North Korean hackers are using a new tactic for email-based cyberattacks, a U.S. cybersecurity advisory warned. File Photo by Stephen Shaver/UPI

SEOUL, May 3 (UPI) — North Korean hackers are exploiting an email security flaw in attacks used to gather sensitive intelligence and information, a new U.S. cybersecurity advisory warned.

The advisory, issued Thursday by the FBI, State Department and National Security Agency, said that members of the Pyongyang-backed hacking collective Kimsuky are sending spearphishing emails to individuals at think tanks, academic institutions and media organizations.


Spearphishing is a type of scam that targets specific individuals or groups with personalized information. In this case, the North Korean hackers appear to be legitimate journalists or scholars and are able to hide their identities through improperly configured DNS Domain-based Message Authentication, Reporting and Conformance, or DMARC, records on email systems.

“North Korea leverages these spearphishing campaigns to collect intelligence on geopolitical events, adversary foreign policy strategies, and any information affecting North Korean interests by gaining illicit access to targets’ private documents, research and communications,” the advisory said.

In one example, a hacker pretending to be a think tank staffer invited a U.S. government official to give a keynote address at a conference on North Korea. In another, a Kimsuky agent posed as a journalist seeking comment on geopolitical issues related to North Korea.

Red flags include awkward sentence structure or grammar and subtle incorrect spellings of legitimate names and email addresses, the advisory said.

Once the hackers establish engagement with a target, they may attempt to follow up with emails containing malicious links and attachments that will compromise the victim’s account or network.

Kimsuky is believed to operate under the North’s premier military intelligence organization, the Reconnaissance General Bureau. The hacker group is also known as Emerald Sleet, Thallium and Velvet Chollima by private-sector cybersecurity researchers.
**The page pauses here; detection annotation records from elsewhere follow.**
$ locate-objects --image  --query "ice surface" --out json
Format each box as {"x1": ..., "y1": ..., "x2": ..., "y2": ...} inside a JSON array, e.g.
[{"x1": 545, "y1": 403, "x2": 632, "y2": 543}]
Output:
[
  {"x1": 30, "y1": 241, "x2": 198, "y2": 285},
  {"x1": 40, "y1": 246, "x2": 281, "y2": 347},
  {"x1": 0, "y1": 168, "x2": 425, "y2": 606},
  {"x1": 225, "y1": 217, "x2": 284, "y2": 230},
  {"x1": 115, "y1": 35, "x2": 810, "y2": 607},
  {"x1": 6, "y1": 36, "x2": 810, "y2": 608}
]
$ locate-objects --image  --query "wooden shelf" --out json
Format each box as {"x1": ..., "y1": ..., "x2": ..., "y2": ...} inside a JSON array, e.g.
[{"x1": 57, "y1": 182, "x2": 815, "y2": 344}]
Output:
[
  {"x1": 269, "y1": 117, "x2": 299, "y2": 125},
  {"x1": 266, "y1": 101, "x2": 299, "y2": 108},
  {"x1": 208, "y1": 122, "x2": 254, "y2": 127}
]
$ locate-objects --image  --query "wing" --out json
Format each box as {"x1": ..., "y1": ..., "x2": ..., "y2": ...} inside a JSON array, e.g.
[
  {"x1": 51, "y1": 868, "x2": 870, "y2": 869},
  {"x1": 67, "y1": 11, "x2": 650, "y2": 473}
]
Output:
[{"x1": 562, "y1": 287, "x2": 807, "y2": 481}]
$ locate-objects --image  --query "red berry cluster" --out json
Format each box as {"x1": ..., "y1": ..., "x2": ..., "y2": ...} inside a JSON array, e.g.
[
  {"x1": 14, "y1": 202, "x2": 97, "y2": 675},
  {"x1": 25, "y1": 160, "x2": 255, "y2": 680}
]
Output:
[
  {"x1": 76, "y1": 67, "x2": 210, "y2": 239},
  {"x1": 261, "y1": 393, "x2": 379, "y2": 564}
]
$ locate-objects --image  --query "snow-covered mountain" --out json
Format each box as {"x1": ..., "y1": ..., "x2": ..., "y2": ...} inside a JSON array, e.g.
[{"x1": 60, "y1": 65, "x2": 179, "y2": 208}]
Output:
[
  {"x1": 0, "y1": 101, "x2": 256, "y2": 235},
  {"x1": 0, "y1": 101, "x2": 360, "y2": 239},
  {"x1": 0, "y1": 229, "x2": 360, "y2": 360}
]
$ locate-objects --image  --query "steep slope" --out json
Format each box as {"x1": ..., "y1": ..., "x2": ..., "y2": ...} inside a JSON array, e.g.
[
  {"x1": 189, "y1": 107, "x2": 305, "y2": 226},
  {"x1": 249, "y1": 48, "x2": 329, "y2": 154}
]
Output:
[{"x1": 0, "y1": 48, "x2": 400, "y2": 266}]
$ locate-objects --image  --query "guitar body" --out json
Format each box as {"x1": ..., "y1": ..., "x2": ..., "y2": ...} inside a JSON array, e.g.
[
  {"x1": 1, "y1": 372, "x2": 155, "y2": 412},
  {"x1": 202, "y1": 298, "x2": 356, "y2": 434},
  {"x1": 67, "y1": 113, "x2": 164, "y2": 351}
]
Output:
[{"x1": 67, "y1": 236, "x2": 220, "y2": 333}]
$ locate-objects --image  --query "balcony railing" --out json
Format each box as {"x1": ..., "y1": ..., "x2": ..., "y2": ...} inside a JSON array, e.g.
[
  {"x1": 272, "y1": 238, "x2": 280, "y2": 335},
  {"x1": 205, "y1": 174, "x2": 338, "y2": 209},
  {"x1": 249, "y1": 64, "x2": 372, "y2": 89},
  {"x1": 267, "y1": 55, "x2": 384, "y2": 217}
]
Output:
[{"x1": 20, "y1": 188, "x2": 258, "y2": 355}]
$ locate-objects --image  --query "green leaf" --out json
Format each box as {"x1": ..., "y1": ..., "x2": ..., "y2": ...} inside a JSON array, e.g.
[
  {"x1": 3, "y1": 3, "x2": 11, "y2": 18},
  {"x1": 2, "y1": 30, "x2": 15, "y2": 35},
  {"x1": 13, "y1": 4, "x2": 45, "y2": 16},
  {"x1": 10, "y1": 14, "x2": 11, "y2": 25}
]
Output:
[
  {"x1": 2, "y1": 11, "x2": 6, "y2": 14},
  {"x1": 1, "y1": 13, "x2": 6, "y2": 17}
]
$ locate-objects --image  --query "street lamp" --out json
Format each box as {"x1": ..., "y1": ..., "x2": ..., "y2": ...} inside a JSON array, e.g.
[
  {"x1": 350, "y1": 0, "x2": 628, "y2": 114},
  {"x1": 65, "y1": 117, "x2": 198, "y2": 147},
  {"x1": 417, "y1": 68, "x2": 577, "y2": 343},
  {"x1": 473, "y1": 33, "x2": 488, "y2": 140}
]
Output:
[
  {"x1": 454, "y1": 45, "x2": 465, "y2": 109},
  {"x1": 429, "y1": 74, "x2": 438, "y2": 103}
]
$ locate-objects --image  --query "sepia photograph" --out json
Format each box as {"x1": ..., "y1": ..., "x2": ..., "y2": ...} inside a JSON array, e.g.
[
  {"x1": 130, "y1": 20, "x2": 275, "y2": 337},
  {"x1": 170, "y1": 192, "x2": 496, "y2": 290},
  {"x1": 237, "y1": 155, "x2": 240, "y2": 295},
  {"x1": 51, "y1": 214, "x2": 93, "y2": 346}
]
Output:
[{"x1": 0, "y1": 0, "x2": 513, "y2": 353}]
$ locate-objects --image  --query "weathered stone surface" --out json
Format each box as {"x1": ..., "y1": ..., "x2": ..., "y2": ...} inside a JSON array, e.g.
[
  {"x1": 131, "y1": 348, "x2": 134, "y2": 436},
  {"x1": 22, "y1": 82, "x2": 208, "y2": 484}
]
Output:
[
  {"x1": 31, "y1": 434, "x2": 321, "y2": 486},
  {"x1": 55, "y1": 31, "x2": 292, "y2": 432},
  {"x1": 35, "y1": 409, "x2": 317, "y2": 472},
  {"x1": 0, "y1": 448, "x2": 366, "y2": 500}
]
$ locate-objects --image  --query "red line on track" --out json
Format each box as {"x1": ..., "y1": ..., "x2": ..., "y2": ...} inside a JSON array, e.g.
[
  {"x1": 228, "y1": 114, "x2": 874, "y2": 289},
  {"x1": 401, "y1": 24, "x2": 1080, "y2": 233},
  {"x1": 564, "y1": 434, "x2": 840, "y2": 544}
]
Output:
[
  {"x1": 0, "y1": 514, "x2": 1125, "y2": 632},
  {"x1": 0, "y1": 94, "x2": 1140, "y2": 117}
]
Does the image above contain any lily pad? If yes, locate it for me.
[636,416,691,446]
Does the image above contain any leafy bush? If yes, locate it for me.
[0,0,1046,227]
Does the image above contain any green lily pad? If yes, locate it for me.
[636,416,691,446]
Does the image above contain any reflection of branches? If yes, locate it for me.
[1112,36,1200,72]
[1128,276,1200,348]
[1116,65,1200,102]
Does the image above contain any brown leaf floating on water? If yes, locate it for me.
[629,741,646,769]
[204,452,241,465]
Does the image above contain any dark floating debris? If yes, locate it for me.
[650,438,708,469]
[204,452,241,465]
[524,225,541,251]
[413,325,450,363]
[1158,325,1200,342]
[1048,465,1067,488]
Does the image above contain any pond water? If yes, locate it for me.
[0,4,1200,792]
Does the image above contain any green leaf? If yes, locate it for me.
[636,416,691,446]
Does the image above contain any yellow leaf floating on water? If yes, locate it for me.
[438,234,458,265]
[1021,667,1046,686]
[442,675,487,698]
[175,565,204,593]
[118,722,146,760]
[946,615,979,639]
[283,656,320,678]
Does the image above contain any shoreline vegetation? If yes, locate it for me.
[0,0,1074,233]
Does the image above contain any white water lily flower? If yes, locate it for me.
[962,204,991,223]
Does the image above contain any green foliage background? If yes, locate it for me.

“Kimsuky actors’ primary mission is to provide stolen data and valuable geopolitical insight to the North Korean regime by compromising policy analysts and other experts,” the advisory said. “Successful compromises further enable Kimsuky actors to craft more credible and effective spearphishing emails, which can then be leveraged against more sensitive, higher-value targets.”

Washington sanctioned Kimsuky in November, saying its cyber espionage campaigns directly support the North’s strategic and nuclear ambitions

North Korea has increasingly turned to hacking and cybertheft in recent years to raise funds for its illicit weapons programs.

Pyongyang funds 40% of its WMD program through “illicit cybermeans,” the U.N. Security Council’s Panel of Experts estimated in an annual report released in March. The Panel said that 58 suspected cyberattacks on cryptocurrency-related companies generated some $3 billion for the regime between 2017 and 2023.